City staff members still have about two months to identify potential cuts or where revenues can be boosted before the proposed fiscal year 2013-14 budget is due before the Hagerstown City Council near the end of March.
“I think that within two months, that problem can be addressed,” Councilman Martin E. Brubaker said. “I think the city is in good fiscal shape. We have a good working fund balance. We have good debt ratio numbers. We’ve managed through this terrible fiscal crisis.”
Initial numbers presented to Mayor David S. Gysberts and the five-member city council during a budget retreat presentation at City Hall show a $37.92 million general fund budget, a 3.4-percent increase from the current year, supported by $36.87 million in revenues, an increase of only about 0.4 percent.

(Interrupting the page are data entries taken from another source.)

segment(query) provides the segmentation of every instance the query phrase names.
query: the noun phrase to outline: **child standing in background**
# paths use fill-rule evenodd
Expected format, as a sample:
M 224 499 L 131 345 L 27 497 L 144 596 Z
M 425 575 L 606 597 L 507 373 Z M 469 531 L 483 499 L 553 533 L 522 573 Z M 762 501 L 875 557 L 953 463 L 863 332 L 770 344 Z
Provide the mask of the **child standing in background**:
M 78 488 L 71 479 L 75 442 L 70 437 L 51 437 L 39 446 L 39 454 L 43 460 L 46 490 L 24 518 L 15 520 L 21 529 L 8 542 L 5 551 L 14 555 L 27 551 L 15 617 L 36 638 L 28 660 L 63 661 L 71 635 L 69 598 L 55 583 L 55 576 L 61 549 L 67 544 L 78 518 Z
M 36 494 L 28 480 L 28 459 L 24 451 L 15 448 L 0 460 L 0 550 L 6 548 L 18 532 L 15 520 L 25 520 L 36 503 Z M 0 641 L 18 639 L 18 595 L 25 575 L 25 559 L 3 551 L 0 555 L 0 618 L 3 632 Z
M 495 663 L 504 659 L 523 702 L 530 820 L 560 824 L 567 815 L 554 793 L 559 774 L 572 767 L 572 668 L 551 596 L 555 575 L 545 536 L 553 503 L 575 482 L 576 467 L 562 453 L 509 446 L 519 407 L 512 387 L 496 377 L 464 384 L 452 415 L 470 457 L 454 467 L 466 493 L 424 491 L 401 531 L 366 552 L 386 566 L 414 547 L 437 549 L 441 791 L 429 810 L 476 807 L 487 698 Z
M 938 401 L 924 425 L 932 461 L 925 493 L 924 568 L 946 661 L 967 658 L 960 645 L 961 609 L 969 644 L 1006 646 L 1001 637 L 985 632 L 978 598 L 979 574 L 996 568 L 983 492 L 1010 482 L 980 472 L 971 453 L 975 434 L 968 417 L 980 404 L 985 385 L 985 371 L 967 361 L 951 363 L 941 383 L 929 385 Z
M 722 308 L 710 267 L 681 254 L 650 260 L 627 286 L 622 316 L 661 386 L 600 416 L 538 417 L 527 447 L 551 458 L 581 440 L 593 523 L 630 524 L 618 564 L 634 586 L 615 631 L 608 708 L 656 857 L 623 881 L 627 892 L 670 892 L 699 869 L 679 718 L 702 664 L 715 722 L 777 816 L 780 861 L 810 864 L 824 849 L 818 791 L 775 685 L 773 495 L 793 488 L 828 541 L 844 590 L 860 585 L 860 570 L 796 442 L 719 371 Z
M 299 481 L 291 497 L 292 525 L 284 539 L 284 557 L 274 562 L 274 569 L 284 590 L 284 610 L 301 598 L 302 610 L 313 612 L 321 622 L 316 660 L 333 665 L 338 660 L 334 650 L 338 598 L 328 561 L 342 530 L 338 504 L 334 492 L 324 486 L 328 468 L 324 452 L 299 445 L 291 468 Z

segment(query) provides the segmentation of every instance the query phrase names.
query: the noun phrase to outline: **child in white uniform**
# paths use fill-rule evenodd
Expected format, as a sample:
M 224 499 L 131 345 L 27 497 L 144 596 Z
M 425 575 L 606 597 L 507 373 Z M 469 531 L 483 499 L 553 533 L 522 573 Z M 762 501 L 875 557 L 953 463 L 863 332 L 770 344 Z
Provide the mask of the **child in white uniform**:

City Administrator Bruce Zimmerman and Michelle Burker, the city’s director of finance, outlined the budget materials, meant to give the elected body a “snapshot” of the city’s current standing as the budget process begins.
“What we’ll do over the next two months is get continued guidance from the mayor and council as far as what they want to do with the tax rate,” Burker said afterward. “And if a tax rate increase is not in the plans then we’ll need to rework operating expenditures as well as capital expenditures to see where additional cuts can be made.”

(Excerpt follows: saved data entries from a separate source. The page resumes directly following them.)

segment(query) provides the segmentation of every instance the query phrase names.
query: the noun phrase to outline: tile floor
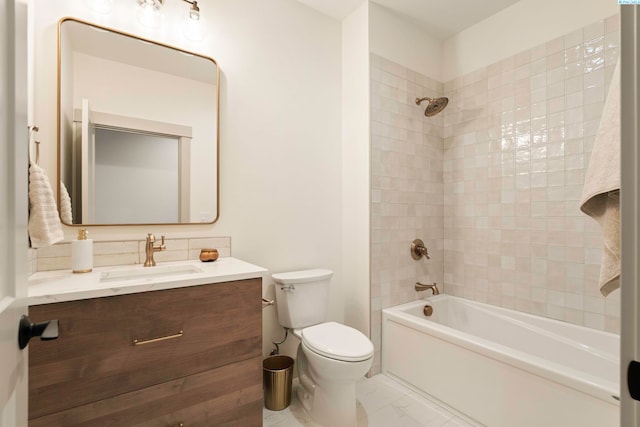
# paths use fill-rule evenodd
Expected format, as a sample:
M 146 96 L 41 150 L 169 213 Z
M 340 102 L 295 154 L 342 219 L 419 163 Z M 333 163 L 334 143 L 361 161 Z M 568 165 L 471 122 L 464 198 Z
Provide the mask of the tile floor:
M 263 409 L 265 427 L 319 425 L 304 411 L 293 384 L 291 405 L 282 411 Z M 386 375 L 363 378 L 357 384 L 358 427 L 477 427 Z

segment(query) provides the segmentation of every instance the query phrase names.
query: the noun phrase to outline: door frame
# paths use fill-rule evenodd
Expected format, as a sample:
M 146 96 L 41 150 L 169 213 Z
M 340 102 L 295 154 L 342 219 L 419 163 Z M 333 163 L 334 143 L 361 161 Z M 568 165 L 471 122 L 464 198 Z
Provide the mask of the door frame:
M 27 3 L 0 0 L 0 427 L 27 425 L 28 356 L 18 348 L 27 312 Z
M 638 342 L 638 315 L 640 293 L 638 292 L 638 259 L 640 250 L 640 186 L 638 186 L 638 97 L 640 88 L 640 8 L 624 5 L 620 8 L 620 58 L 621 58 L 621 325 L 620 325 L 620 397 L 621 425 L 635 426 L 640 421 L 640 402 L 629 394 L 627 369 L 632 360 L 640 360 Z

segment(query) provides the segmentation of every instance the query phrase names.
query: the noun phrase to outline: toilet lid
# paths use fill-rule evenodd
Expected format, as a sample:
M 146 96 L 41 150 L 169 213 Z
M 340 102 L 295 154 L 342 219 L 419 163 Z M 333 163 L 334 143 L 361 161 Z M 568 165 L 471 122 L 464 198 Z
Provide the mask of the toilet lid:
M 362 332 L 335 322 L 302 330 L 302 341 L 315 353 L 331 359 L 359 362 L 373 355 L 373 344 Z

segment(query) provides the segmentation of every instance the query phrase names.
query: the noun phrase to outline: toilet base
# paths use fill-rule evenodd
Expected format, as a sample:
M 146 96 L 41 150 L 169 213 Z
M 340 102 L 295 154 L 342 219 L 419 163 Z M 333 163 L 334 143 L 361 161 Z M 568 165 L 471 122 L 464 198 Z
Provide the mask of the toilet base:
M 297 393 L 304 409 L 314 421 L 323 426 L 356 426 L 356 381 L 369 370 L 372 359 L 354 363 L 311 354 L 314 362 L 318 362 L 318 358 L 325 359 L 314 369 L 303 347 L 302 344 L 298 347 L 296 365 L 300 381 Z M 325 363 L 337 364 L 336 372 L 341 374 L 344 374 L 348 366 L 351 375 L 332 378 L 331 375 L 327 375 L 330 370 Z
M 316 388 L 311 407 L 311 418 L 323 426 L 354 427 L 356 415 L 356 384 L 342 387 Z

During the presentation, Burker and Zimmerman suggested that the city needs to at least consider a property tax increase in the upcoming fiscal year as a way to offset upcoming costs of state-mandated Chesapeake Bay clean-up efforts, account for an unexpected decline in corporate personal property tax revenues and prepare for the city’s triennial reassessment coming in December 2013.
Reassessments for towns in eastern Washington County were unveiled in December 2012, resulting in an average decrease of 10.5 percent in residential values in areas such as Smithsburg, Funkstown and Boonsboro, city documents show.
“The big problem is the economy hasn’t turned up and increased property values, and we’re projecting that they’ll stay flat or probably decrease further over the next three or four years,” Brubaker said. “Since about 75 percent of our revenues come from the property tax, it makes it very difficult to operate all the services the city provides.”
The city’s property tax rate has been flat over the past five fiscal years at $0.788 per $100 of assessed value. For comparison, a 1-cent rate increase could boost tax revenue by about $250,000, Burker said.
The preliminary budget snapshot also includes money for a cost-of-living wage increase for city employees, which has not been granted in four consecutive fiscal years.
“To ask employees to go more than four years without a wage adjustment goes beyond what I’m comfortable with,” Zimmerman told the council.
An $800,000 lump sum is included in projected expenditures for fiscal year 2013-14 for cost-of-living increases, but it could also be used to reinstate wage step increases or other needed expenses for upcoming contract negotiations with the city’s four employee labor unions, officials said. Those contracts expire in June.
“This just brings you back to reality,” Brubaker said. “You have to ration, you have to prioritize. You have to decide where to go, and something I’m always interested in is where do you get value for your investment. ... I hope that we can find the way to get the city prosperous again, but without raising that tax rate.”
Other council members also voiced concern over having to raise taxes.
The city council has until May 31 to approve its final spending plan.